L’histoire transmise au détour d’une partie de jeu de l’Oie et de Mikado. C’est le moment délicieux partagé par Marie avec un petit garçon aux boucles noires. 

Par Marie H. 

Un certain mercredi, où, en veine de liberté, j’accepte de garder le petit-fils d’une amie, je me retrouve en début d’après-midi face à une merveille de petit garçon : frimousse d’ange, boucles noires et yeux bleus. 
– J’ai six ans et je m’appelle Antoine. 
– Moi, c’est Marie, je suis une amie de ta grand-mère. 
– Je sais. Est-ce que je peux dessiner ? 

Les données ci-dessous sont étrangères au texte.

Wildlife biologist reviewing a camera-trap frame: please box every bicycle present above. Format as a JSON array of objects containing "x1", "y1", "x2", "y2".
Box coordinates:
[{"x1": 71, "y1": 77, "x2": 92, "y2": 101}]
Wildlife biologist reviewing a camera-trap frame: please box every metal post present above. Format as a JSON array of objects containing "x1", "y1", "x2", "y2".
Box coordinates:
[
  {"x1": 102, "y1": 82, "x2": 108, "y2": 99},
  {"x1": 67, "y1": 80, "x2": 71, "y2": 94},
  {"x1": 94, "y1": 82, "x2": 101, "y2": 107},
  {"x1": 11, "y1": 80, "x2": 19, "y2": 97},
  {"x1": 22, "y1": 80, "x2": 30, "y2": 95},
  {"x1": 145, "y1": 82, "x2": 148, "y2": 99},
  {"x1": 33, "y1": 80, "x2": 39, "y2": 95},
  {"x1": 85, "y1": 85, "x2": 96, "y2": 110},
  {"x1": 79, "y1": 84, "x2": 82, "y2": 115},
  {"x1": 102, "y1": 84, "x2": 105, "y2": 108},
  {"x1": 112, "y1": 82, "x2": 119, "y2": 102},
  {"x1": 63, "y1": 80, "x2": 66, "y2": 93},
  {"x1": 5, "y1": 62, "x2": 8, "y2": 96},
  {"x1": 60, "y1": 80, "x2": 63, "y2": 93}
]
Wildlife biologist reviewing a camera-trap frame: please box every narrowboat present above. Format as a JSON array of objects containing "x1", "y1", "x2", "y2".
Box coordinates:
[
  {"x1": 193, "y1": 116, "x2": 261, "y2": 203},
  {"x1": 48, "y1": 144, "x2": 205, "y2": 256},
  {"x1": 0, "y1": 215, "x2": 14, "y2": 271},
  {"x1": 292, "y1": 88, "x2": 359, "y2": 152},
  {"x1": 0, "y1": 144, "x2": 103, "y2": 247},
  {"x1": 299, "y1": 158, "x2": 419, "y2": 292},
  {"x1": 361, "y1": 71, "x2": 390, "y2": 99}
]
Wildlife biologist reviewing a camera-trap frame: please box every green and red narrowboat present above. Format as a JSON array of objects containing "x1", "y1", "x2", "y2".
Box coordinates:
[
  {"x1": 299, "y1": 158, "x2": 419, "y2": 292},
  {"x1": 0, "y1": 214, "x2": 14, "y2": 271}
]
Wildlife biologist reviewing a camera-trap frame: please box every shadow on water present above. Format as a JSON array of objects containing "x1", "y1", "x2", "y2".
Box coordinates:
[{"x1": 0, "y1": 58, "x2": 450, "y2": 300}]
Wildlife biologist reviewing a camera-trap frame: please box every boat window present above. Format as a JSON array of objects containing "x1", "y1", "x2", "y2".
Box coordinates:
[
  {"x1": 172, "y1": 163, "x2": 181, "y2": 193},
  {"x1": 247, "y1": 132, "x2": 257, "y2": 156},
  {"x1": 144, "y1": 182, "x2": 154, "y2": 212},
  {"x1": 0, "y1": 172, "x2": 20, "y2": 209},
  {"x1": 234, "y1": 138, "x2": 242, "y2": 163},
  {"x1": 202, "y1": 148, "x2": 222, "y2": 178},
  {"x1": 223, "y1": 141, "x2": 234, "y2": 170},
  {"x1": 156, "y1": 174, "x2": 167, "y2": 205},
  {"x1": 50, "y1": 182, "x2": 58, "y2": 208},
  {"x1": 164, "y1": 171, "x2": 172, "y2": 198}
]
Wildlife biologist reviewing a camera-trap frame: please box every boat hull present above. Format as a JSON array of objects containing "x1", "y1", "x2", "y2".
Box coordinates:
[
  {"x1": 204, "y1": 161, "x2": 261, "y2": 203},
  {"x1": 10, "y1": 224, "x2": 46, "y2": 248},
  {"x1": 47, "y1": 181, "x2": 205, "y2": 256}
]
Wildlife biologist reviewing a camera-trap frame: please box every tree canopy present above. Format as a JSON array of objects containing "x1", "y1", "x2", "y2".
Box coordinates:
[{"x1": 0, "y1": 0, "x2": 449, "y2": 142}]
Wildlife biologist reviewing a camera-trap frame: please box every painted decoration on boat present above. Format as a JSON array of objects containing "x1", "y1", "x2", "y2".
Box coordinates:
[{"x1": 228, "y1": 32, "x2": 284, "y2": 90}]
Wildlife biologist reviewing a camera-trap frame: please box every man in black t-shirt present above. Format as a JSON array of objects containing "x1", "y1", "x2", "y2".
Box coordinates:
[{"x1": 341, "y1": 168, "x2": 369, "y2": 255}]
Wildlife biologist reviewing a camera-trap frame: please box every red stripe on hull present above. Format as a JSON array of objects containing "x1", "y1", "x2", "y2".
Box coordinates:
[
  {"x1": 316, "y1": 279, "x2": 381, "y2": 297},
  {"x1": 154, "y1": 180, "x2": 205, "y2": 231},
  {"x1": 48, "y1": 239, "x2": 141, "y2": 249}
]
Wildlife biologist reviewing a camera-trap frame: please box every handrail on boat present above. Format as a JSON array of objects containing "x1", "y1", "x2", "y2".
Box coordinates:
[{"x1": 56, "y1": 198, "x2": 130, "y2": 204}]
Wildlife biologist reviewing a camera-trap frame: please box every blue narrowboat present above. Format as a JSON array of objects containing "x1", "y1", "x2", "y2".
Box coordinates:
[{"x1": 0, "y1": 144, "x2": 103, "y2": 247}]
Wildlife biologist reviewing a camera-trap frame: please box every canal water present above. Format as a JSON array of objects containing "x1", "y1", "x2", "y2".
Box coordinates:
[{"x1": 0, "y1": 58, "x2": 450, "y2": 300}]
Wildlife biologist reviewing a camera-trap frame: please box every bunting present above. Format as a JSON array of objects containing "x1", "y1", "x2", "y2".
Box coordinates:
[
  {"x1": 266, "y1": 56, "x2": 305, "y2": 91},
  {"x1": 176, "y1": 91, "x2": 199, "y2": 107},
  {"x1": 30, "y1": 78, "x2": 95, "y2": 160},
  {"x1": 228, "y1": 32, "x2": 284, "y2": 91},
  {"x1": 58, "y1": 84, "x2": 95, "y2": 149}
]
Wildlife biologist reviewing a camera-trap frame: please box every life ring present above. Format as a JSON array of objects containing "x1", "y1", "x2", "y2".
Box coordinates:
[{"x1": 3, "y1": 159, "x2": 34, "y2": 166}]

Je l’installe à mon bureau avec des feuilles blanches et des crayons de couleur.
Une heure après, il me montre ses dessins : il a pris le chat Toutroux pour modèle. Je le complimente. Comme je lui fais remarquer qu’il a oublié les moustaches, il s’écrie : « C’est stupide, je vais corriger cela, tout de suite « ! Et le voilà qui s’empare d’un des dessins où le chat figure roulé en boule et lui ajoute une splendide paire de moustaches 
Pendant ce temps, je sors la boîte des jeux et je propose une partie de jeu de l’oie. Il éclate de rire et me lance un regard apitoyé : « Ton jeu, c’est un vieux machin. Ma mamie a le même, pour lui faire plaisir j’accepte de jouer avec elle ».
En disant cela, il me toise avec condescendance. « Si tu le veux bien, je préfèrerais te poser une question : « Es-tu assez vieille pour avoir connu Attila ? Je veux dire, en as-tu entendu parler » ?  
Je réponds que, certes, très âgée, je ne le suis pas assez pour avoir rencontré ce conquérant sanguinaire : « Mais je vais te dire ce que je sais de lui ». Et je me lance façon « il était une fois » ! : « Attila, c’était le roi des Huns, une peuplade originaire d’Asie Centrale. Les chroniqueurs prétendaient que là où il passait, l’herbe ne repoussait pas. Accompagné de ses guerriers montés sur des petits chevaux à longs poils, ils traversaient les steppes sans s’arrêter, même pour se nourrir, car ils dégustaient à cheval la viande crue qu’ils avaient glissée sous la selle de leur monture ».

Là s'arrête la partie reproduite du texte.